Lorsque je l’ai acheté, fraichement castré, j’ai écouté les commentaires à son sujet : « il n’a pas de bouche, il répond pas aux jambes » en les interprétant à travers mon expérience ce qui donnait « bref, il sort de l’entrainement de course ». Ca m’allait super bien un petit cheval presque tout neuf.
Je me suis occupée de lui tous les jours.
Je lui découvert une très « bonne » bouche et je lui ai petit appris que les jambes peuvent descendre assez bas sur ses flancs et envoyer des codes.
Comme un jeune qu’il est, il ne se gène pas pour raconter son « instant présent » en se déconnectant promptement de ma présence selon ses propres sensations.
Un jour, sa bouche est devenue « bizarre » au bout de mes rênes, j’ai senti un certain agacement.
De retour sur l’aire de pansage, j’ai ouvert sa bouche pour constater qu’il venait de perdre une dent de lait et qu’un des deux crochets pointait sous la gencive.
J’en ai conclu que ses dents « le travaillaient » et depuis j’en tiens compte, j’ajoute de la délicatesse à la délicatesse et nous nous comprenons encore mieux.
Evidemment « tout le monde » raconte ce qu’il veut et en particulier que « ça fait pas mal » et qu’il faut pas se prendre la tête « pour ça ».
Le mois dernier, alors que « tout » roulait super bien, lors de mon inspection quotidienne de sa ligne de dessus, j’ai palpé une sensibilité inhabituelle. Ni une ni deux, j’ai rangé la selle et décidé qu’il était urgent de prévoir quelques séances à pieds.

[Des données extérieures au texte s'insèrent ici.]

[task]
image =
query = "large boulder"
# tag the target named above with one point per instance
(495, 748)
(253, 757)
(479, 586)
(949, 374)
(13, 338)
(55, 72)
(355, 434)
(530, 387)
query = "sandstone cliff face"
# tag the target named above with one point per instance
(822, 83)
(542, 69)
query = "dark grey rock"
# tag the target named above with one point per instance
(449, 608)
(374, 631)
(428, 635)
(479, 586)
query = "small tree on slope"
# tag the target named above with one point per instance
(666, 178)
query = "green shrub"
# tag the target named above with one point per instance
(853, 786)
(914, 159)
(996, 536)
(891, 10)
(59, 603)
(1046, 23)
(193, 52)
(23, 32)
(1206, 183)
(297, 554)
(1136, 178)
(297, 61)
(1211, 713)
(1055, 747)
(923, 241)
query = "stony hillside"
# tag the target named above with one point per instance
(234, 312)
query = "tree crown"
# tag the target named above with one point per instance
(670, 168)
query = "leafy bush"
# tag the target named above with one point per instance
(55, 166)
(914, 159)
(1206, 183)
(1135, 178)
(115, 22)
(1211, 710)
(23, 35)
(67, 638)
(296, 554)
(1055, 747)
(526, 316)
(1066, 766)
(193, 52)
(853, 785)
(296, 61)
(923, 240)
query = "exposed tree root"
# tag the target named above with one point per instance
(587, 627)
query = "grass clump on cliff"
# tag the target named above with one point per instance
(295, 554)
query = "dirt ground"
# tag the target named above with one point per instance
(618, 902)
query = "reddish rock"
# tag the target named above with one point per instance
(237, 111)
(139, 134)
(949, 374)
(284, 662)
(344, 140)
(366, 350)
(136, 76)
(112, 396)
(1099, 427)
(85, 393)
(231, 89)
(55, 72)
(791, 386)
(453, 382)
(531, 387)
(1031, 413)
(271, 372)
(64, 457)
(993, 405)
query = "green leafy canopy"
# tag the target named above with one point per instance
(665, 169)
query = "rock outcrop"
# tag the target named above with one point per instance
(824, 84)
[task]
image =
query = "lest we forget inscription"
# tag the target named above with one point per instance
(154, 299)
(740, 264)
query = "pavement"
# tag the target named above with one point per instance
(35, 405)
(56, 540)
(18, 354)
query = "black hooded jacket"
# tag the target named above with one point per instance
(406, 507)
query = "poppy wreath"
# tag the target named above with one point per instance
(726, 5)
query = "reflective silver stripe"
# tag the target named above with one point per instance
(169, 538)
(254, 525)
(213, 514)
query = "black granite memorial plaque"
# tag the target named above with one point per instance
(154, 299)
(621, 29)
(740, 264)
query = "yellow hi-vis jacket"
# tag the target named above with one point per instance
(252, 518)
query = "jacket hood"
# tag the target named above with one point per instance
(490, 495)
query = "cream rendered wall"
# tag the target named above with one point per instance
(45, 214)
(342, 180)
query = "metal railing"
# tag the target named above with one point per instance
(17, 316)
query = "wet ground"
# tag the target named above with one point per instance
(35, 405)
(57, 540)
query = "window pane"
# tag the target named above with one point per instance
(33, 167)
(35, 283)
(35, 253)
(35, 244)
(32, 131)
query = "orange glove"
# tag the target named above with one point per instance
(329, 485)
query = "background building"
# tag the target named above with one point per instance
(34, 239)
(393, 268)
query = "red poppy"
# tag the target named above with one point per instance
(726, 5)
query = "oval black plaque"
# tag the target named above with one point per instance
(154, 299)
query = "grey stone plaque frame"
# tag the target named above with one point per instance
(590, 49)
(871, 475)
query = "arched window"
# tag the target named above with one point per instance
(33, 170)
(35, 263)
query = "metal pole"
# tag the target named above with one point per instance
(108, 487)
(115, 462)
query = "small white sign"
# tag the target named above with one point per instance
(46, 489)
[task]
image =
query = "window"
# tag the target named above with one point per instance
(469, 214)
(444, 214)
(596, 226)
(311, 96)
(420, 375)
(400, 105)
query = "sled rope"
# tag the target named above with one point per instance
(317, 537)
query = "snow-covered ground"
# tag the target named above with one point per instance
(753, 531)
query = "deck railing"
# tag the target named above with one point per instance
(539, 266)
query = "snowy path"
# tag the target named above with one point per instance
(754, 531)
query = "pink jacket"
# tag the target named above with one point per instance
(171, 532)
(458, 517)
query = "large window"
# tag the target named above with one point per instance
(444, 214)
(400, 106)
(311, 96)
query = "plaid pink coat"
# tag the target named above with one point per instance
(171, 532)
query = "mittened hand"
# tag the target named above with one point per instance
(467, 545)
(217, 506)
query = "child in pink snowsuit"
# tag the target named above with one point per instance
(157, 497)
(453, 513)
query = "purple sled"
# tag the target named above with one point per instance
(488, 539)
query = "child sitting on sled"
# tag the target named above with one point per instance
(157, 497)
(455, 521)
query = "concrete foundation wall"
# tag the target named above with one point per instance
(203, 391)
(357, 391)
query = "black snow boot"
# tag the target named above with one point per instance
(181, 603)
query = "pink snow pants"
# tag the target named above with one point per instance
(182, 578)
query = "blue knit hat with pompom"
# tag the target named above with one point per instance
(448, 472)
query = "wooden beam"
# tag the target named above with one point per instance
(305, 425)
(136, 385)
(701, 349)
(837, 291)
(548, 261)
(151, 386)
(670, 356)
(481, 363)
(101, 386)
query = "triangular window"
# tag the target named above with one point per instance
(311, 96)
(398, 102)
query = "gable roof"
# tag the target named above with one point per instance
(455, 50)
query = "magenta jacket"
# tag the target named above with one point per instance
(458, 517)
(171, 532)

Nous avons cheminé côte à côte pendant une semaine.
J’ai massé chaque jour la zone sensible et j’ai veillé à ce qu’elle reste au chaud, même pendant les séances.
Au bout d’une semaine, je ne détectais plus rien à la palpation. J’ai donc décidé de remettre la selle.
C’était probablement encore un tantinet sensible car si poser la selle ne l’a pas dérangé, il s’est « gonflé » plus fort que d’habitude lors du sanglage, comme s’il anticipait un inconfort.
Nous avons fait une séance tranquille au pas et dans les jours suivants nous avons repris notre routine sans « nouvelle alerte ».
Le fait est qu’il grandit, le petit, que son garrot (une zone très tardive en ce qui concerne la croissance) est certainement particulièrement sensible, la croissance osseuse occasionnant des tiraillements ligamentaires, voire musculaires aussi.
Ce sont de tout petits maux que je décris là.
« Tout le monde » dira que c’est rien, que franchement, il n’y a pas de quoi se prendre la tête.
Ca me fait penser à ce qui se passe chez les humains, ces « riens » à travers lesquelles les jeunes humains doivent passer, ces douleurs de croissance, ces appareils dentaires, la puberté, etc…
Quel enseignant devrait y prêter attention et adapter ses « séances » en prenant en compte une fois de l’un, une fois de l’autre, jamais ensemble, jamais au même moment?
Quand il faudrait aussi s’occuper à longueur de journée d’une classe entière?
Alors tombe la sentence :
C’est rien, c’est normal.
Et le parents aussi se disent « c’est rien, c’est normal ».
Qui serait à blâmer parmi toutes ces personnes de bonne volonté qui agissent du mieux qu’ils peuvent pour le mieux de ceux dont ils ont la charge?
Personne.
Et doucement j’en arrive au billet qui va suivre, il sera question de l’entrainement, de la préparation physique, de l’attention portée aux efforts demandés à nos chevaux, chacun en fonction de ce qu’il est afin de l’inviter à devenir le meilleur de lui-même.
Toute une aventure.
Et encore beaucoup de considérations… joelliennes!